My world changed dramatically when I was 30, living in Paris with my husband. I fell down two flights of marble stairs. The resulting sacral fractures, pelvic twist, hip, back and neck pain kept me in constant distress. I had to give up my career as an artist. Ten years of physical therapy, osteopathy, acupuncture, exercise, and yoga only brought minimal relief. A specialist declared eventually, I would not be able to walk. Some balancing stretches were helpful, and I became a certified Iyengar Yoga instructor, but I was still in pain.
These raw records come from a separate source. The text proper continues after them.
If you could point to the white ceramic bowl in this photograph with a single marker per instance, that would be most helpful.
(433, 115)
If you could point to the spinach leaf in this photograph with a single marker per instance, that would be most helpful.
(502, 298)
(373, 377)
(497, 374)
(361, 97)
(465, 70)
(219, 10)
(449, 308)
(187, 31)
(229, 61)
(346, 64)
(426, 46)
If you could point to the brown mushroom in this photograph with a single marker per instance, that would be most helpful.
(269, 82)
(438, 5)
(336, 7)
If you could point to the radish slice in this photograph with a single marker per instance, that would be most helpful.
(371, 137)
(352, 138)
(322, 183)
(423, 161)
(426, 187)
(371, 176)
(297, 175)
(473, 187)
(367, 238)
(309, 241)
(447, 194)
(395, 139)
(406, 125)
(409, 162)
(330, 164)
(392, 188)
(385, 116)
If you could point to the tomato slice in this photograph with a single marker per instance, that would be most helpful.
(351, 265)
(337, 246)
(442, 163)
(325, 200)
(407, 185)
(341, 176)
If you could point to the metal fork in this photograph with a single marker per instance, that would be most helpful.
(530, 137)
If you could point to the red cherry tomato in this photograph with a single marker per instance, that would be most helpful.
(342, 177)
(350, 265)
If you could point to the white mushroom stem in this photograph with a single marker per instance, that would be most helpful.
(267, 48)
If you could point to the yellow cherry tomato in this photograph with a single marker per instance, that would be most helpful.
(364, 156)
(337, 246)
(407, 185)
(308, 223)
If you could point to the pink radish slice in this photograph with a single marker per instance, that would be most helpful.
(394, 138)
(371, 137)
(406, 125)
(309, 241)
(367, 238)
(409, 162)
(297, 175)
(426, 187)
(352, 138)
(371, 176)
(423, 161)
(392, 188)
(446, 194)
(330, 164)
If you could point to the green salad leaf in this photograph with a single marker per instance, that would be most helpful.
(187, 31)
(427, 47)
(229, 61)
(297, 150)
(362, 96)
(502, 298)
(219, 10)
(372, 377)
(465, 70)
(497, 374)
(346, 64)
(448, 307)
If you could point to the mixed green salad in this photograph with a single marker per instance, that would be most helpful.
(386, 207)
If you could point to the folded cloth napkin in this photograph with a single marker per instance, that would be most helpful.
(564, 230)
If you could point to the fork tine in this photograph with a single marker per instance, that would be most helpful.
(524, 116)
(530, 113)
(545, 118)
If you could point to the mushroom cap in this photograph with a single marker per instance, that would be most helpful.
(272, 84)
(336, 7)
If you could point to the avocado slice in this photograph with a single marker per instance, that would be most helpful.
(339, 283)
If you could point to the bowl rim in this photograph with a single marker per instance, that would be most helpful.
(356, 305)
I soon went under my own sails. I let go of all postural concepts and models, poses and prescribed forms, trusting my sense of harmonious movement. I passionately focused on discovering the source of healthy and joyful motion. This life-enhancing approach to my body bore fruit and helped me create Kentro, the only method which finally eliminated all my postural pain and transformed my daily living from effort to joy-in-movement.
Your research has taken you around the world. What did you discover?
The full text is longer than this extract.